30-second GOES-16 imagery of rapidly-developing severe thunderstorms over the Midwest
Overlapping 1-minute Mesoscale Domain Sectors provided GOES-16 (GOES-East) “Red” Visible (0.64 µm) images at 30-second intervals (above) — which showed rapidly-developing thunderstorms over northeastern Oklahoma, southeastern Kansas and southwestern Missouri on 28 April 2020. These storms developed along and ahead of an approaching cold front, and produced large hail and damaging winds (SPC Storm Reports).The corresponding 30-second GOES-16 “Clean” Infrared Window (10.35 µm) images are shown below.

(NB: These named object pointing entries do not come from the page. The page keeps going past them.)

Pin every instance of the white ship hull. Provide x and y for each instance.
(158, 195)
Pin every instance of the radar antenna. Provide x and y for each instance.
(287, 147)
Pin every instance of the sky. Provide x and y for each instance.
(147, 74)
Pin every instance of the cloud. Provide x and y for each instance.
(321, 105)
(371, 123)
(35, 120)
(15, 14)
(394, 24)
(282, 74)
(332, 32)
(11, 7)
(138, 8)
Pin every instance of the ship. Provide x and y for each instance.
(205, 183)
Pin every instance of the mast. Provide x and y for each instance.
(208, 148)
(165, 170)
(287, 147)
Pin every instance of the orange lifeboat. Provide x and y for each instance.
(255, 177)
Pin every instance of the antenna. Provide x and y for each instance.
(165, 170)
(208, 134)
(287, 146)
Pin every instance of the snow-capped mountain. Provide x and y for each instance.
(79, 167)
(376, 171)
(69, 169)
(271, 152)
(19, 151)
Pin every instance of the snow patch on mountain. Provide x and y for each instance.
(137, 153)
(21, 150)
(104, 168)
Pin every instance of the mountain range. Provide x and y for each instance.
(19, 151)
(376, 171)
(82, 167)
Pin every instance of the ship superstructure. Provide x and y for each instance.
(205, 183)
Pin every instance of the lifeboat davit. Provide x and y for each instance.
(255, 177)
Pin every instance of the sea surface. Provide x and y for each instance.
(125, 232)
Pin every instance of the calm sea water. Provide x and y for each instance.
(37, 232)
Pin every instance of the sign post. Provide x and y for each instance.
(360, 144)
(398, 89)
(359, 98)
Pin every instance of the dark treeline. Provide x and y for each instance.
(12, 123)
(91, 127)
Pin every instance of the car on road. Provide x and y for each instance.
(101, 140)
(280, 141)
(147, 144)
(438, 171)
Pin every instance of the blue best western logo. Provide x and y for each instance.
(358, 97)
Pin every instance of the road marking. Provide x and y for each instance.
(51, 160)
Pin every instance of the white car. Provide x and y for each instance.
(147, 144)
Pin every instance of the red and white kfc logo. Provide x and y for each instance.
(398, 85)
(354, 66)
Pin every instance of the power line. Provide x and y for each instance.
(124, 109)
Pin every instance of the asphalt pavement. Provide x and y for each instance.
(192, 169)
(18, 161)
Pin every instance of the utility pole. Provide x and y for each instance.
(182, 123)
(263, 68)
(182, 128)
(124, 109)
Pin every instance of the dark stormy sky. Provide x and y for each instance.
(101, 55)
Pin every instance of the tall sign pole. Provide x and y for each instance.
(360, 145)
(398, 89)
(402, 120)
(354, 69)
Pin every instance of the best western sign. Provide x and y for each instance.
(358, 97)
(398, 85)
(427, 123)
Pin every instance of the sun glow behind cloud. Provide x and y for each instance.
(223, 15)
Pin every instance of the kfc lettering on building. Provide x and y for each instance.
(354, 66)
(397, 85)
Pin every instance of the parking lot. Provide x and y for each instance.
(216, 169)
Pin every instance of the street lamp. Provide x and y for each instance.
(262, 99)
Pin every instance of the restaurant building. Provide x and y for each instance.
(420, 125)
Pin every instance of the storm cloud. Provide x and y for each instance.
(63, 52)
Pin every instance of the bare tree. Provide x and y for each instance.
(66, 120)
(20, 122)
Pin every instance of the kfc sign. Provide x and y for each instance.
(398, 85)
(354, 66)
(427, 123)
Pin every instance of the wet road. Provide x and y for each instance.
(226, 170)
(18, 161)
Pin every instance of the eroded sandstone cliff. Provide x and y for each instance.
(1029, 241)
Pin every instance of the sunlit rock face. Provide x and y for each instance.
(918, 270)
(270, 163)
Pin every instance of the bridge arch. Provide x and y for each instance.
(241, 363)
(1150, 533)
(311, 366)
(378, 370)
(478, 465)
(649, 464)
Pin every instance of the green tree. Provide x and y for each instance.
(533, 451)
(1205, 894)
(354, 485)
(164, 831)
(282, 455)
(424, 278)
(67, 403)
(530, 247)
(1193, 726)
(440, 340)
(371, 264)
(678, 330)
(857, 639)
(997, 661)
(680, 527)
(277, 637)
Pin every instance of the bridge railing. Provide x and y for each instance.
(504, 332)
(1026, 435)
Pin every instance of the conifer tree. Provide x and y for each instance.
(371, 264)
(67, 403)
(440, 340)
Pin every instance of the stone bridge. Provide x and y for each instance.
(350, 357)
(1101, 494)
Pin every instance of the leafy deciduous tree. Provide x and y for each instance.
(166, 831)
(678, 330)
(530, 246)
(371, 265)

NOAA-20 Gridded NUCAPS fields of Most-Unstable CAPE at 1927 UTC (below) indicated that an axis of high instability existed along the Kansas/Missouri border shortly preceding convective initiation. Within that axis of instability along the Kansas/Missouri border, the NUCAPS profile for the green (using both Infrared and Microwave retrievals) sounding point in far eastern Kansas (located northeast of Chanute, station identifier KCNU) is shown above — for the Most Unstable air parcel, calculated CAPE was 3714 J/kg, with a Lifted Index of -12ºC.Farther to the south, the NUCAPS profile for the yellow (using only Microwave retrievals) sounding point (located east-southeast of KCNU) is shown below — for the Most Unstable air parcel, calculated CAPE was 3714 J/kg, with a Lifted Index of -14ºC.
The closest rawinsonde report (in terms of time and distance) was from Springfield in southwestern Missouri at 18 UTC (below) — it indicated Most Unstable CAPE and Lifted Index values of 3060 J/kg and -6ºC, respectively. The later availability of NUCAPS soundings closer to the region of convective initiation revealed the rapid atmospheric destabilization that allowed for explosive development of the severe thunderstorms as seen on GOES-16 imagery.